Voltemos atrás. Nessa altura Patrícia Vasconcelos já era diretora de casting e, recorda, "quando ia buscar atores para filmar, punha-os à frente da câmara e eles não sabiam estar: ou projetavam demasiado a voz, ou saíam do enquadramento, não tinham qualquer noção do que era estar à frente de uma câmara".

"A ideia maluca é tua... eu só sou tua cúmplice"

Estávamos nos anos 1990 e Patrícia percebia que havia ali "um nicho de mercado". Dizia à atriz Elsa Valentim, então sua assistente, que deviam juntar-se e abrir uma escola. Ela, que na altura estava também a fundar a companhia Teatro dos Aloés, disse "500 vezes que não. Porque eu sabia o trabalho que me ia dar. Sabia o que me ia pedir. Claro que a parte boa é muito boa, também. Essa decisão é um bocadinho como ter um filho", explica a atriz ao DN, 18 anos depois.

Elsa acabou por dizer que sim, está visto. Mas não sem assinar um papel - que ainda hoje existe - onde se lê: "A ideia maluca é tua... eu só sou tua cúmplice!... fui arrastada!" A primeira dos cúmplices. Depois viria o cineasta e pai de Patrícia António-Pedro Vasconcelos e os atores Nicolau Breyner e Vítor Norte; Elsa traria, do teatro, Antonino Solmer e o coreógrafo Jean-Paul Bucchieri.

Tudo começou com um workshop para atores, como forma de testar o mercado. "Tivemos 400 pessoas em lista de espera. Foi a loucura total. Fizemos audições a 100 para escolher os 20 do workshop. [O número é] igual à nossa estrutura de hoje, no máximo 22. Qualquer dia tenho de encontrar aí a lista. Era uma grupeta para que olhas e dizes uau!", recorda a diretora da escola.

A partir daí, e pedindo por telefone e carta ajuda a escolas Europa fora e EUA, começaram a desenhar o curso de formação de atores. A primeira turma seria a de 2001-2002. Foi António-Pedro Vasconcelos quem se lembrou do nome ACT, sigla para Atores Cinema e Televisão, formando ao mesmo tempo o verboact (representar em inglês).

A escola foi mudando ao longo dos anos.

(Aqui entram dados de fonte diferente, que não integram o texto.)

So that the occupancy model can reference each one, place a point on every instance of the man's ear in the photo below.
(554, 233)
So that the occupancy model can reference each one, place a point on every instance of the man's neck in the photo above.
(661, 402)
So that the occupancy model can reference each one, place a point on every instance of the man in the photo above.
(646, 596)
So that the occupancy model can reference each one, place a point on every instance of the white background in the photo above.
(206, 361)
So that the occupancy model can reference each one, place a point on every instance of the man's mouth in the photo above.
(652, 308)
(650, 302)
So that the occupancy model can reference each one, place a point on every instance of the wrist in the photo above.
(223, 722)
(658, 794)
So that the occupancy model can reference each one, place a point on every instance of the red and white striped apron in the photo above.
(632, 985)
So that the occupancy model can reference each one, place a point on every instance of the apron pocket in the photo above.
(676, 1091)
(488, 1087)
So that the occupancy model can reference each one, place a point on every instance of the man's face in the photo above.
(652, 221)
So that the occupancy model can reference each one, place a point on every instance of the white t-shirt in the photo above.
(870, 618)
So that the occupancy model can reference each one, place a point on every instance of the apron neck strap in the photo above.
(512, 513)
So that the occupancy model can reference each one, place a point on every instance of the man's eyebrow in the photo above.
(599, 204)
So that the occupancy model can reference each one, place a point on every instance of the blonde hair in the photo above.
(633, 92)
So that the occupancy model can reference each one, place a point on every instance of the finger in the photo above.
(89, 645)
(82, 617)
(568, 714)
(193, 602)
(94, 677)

Neste que agora começa, por exemplo, foi introduzido um dia em que as três turmas dos três anos que dura o curso se encontram num teatro. "Porque chegámos à conclusão de que os três anos pouco se cruzam", explica Patrícia. Assim, passam a quatro dias de ACT por semana para os alunos.

Como é uma audição para a ACT?

As audições para entrar na escola são semelhantes ao que eram há 18 anos, começa por dizer a diretora. "Por acaso eram um bocadinho mais exigentes. Para já, não éramos só nós as duas como hoje. Tinhas praticamente todo o corpo docente: o Nicolau, o João Canijo, o meu pai... Numa última fase vinham todos para um workshop." Agora mantém-se a prova de artes performativas livre e outra com um texto igual para todos os candidatos, fornecido pela ACT.

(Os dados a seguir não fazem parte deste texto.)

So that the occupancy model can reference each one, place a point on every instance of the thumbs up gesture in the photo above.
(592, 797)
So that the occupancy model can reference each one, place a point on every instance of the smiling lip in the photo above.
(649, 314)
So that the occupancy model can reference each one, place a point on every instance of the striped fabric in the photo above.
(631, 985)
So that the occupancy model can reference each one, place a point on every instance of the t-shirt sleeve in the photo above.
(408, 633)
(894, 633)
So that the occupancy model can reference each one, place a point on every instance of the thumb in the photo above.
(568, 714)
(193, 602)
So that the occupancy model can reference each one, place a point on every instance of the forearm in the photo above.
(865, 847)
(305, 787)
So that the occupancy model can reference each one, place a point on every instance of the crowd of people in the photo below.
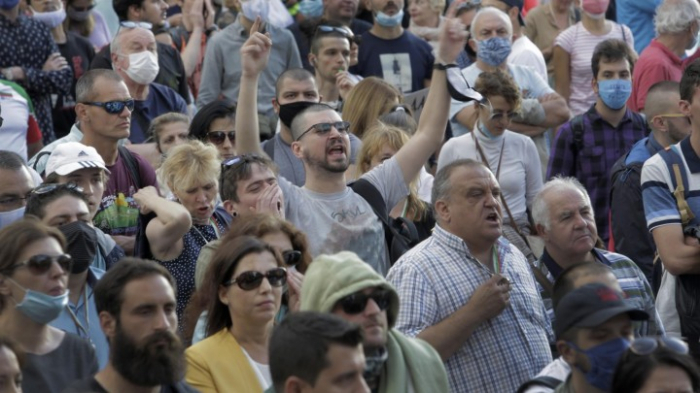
(326, 196)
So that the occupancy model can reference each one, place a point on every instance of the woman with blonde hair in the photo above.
(180, 229)
(368, 100)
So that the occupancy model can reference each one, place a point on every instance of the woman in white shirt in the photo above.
(512, 157)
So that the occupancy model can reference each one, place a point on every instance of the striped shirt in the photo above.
(438, 276)
(579, 43)
(631, 279)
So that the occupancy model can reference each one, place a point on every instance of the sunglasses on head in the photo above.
(250, 280)
(357, 302)
(40, 264)
(113, 107)
(218, 137)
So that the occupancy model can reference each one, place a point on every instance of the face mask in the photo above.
(311, 8)
(143, 67)
(603, 359)
(40, 307)
(7, 218)
(493, 51)
(51, 19)
(8, 4)
(82, 244)
(595, 8)
(289, 111)
(78, 16)
(389, 21)
(615, 92)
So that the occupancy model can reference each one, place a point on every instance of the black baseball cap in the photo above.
(590, 306)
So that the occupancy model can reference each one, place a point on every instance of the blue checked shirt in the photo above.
(438, 277)
(632, 281)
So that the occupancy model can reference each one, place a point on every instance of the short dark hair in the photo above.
(609, 51)
(220, 109)
(109, 291)
(84, 88)
(633, 370)
(299, 345)
(690, 81)
(36, 203)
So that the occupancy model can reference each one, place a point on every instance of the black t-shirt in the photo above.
(79, 53)
(171, 74)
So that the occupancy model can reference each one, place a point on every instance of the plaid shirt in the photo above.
(591, 158)
(438, 276)
(632, 281)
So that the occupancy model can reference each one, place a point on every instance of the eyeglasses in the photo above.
(291, 257)
(322, 129)
(357, 302)
(250, 280)
(218, 137)
(645, 346)
(113, 107)
(40, 264)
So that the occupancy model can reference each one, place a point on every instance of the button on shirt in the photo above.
(27, 43)
(438, 276)
(590, 159)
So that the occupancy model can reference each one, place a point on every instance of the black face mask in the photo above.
(289, 111)
(82, 244)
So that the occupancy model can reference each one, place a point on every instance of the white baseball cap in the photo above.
(71, 156)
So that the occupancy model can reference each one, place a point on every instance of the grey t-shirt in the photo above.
(344, 221)
(291, 167)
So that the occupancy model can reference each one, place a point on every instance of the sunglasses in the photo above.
(113, 107)
(322, 129)
(357, 302)
(250, 280)
(291, 257)
(218, 137)
(40, 264)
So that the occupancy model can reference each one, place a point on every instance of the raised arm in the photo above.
(433, 121)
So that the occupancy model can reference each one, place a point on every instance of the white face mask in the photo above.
(143, 67)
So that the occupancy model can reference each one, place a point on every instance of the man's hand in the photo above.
(255, 51)
(55, 62)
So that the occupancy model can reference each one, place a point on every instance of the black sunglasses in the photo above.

Continuam a pedir uma carta de motivação, obrigatoriamente escrita à mão. Antigamente a ficha de inscrição perguntava apenas que livro o candidato estava a ler. "Alguns diziam n'importe quoi. Até que a certa altura dissemos: 'Traz o livro e vais ter de falar sobre ele.' Aí detetas logo se é uma pessoa que tem hábitos de leitura ou não, e dá para explicarmos: 'Se queres ser ator, vens para uma escola e não tens hábitos de leitura, isso vai ter mudar.'"

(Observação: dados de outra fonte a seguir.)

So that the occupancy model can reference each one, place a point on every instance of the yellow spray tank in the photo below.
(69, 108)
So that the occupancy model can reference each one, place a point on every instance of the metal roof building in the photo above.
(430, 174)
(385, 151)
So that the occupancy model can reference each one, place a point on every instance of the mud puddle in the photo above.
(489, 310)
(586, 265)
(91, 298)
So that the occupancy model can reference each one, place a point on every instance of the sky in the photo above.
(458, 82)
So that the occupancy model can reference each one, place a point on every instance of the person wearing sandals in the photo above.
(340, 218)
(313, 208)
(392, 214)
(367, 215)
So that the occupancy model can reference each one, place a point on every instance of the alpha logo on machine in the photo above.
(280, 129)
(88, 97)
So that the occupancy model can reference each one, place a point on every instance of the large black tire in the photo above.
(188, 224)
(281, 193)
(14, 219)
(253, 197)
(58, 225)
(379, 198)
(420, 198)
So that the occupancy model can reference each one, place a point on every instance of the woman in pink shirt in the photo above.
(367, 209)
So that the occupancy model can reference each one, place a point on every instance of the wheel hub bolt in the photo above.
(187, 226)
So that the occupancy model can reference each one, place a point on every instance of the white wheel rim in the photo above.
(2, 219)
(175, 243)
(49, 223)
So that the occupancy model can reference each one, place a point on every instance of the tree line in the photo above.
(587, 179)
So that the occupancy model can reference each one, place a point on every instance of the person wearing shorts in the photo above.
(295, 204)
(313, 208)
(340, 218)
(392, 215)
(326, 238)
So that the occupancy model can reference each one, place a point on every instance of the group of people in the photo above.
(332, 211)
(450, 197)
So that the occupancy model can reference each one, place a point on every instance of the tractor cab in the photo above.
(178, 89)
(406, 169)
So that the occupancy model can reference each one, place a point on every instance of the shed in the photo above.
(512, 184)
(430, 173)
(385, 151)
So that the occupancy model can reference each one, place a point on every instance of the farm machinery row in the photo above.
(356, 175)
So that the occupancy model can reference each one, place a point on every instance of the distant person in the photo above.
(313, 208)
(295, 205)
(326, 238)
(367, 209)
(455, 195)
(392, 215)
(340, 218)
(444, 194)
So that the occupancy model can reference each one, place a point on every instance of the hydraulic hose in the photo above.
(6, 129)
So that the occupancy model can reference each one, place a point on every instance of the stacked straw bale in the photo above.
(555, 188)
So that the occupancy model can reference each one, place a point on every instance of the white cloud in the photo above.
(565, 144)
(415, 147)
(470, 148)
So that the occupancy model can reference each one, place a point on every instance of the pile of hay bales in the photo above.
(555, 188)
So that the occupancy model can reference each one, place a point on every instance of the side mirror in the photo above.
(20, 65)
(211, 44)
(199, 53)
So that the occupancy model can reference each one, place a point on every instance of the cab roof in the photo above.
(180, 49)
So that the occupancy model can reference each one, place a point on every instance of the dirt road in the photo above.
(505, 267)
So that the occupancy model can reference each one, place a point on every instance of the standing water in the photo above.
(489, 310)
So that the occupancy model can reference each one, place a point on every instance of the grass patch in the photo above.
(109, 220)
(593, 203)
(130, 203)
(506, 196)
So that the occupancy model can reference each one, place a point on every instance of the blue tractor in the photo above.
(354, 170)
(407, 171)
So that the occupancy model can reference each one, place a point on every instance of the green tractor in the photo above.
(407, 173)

Quanto ao perfil dos alunos, ao longo destes 18 anos aquilo em que Patrícia mais repara é que hoje são "muito mais informados", sabem o que querem desta escola, que só exige o 9.º ano de escolaridade, e que por isso tem vários alunos que estão ao mesmo tempo a fazer o ensino secundário.

O que se ensina

O corpo docente que inclui Lenard Petit, do Michael Chekhov Acting Studio, de Nova Iorque, o encenador António Pires, os atores Adriano Luz e Beatriz Batarda, ou os cineastas António-Pedro Vasconcelos e Vicente Alves do Ó, além das próprias diretoras. Elsa Valentim, responsável por grande parte do desenho do programa, explica que quando pensou este curso "a questão das câmaras era importante. Um ator forma-se da mesma maneira quer vá para teatro ou cinema, mas depois há uma parte técnica que é muito importante, e essa não existia mesmo [nas escolas]", explica.

Por outro lado, a experiência como aluna da Escola Superior de Teatro e Cinema (o Conservatório) despertou-a para a falta da aprendizagem técnica. "Muito raramente aparecia um professor como uma técnica específica. Isso não é horrível, é bom. Mas a sensação que eu tenho é que nunca somos confrontados com as nossas dificuldades reais. Eu tinha muita vontade de que os meus alunos tivessem técnicas muito específicas, que soubessem que ferramentas têm para poder atuar. Isso não significa que não os incentivemos à criatividade, ou que não tenham liberdade, mas é muito importante que eles saibam o que estão a trabalhar", justifica Elsa Valentim.

Essa é, para a diretora pedagógica, a principal diferença da ACT: "Acho que ter uma técnica é o primeiro passo para se ter liberdade artística. Acho que é nisso que a ACT diverge da maioria das escolas que temos no nosso país e se calhar a nível europeu."

Atores e não atores aprendem teatro musical e redescobrem-se aos 45

Além do Curso de Formação Profissional de Atores, a ACT leciona ainda uma série de workshops destinados a idades dos 12 aos 80, programados por Patrícia Vasconcelos. "Têm cada vez mais procura. Por exemplo, há muitas pessoas que só a partir dos 40 anos pensam: 'Ah, eu quis ser atriz e não aconteceu, ou os meus pais não me deixaram.' Criei um curso que se chama 'Faça a sua estreia a partir dos 45'. Está sempre cheio. Fazemos cursos de teatro de improviso com pessoas que não querem ser atores. O teatro musical é um sucesso, sempre. É só abrir e fechar, esgota logo. Aparece de tudo: também não atores."

Perguntamos à diretora se foi assim que sonhou a sua escola, com os restantes fundadores em sua casa, com papéis vários espalhados pelo chão, e o seu filho ainda muito pequenino. "Completamente. Eu sempre guardei todos os guiões e todos os processos de todos os castings que fiz desde 1989 e guardei todo o meu guarda-roupa desde a adolescência. Quando decidi abrir a escola pensei assim: já percebi porque é que eu guardei tudo. Era para transitar para uma escola, para ter utilidade para mais alguém. Tenho muito esta coisa da partilha, e de passar ao próximo." E não é isso uma escola?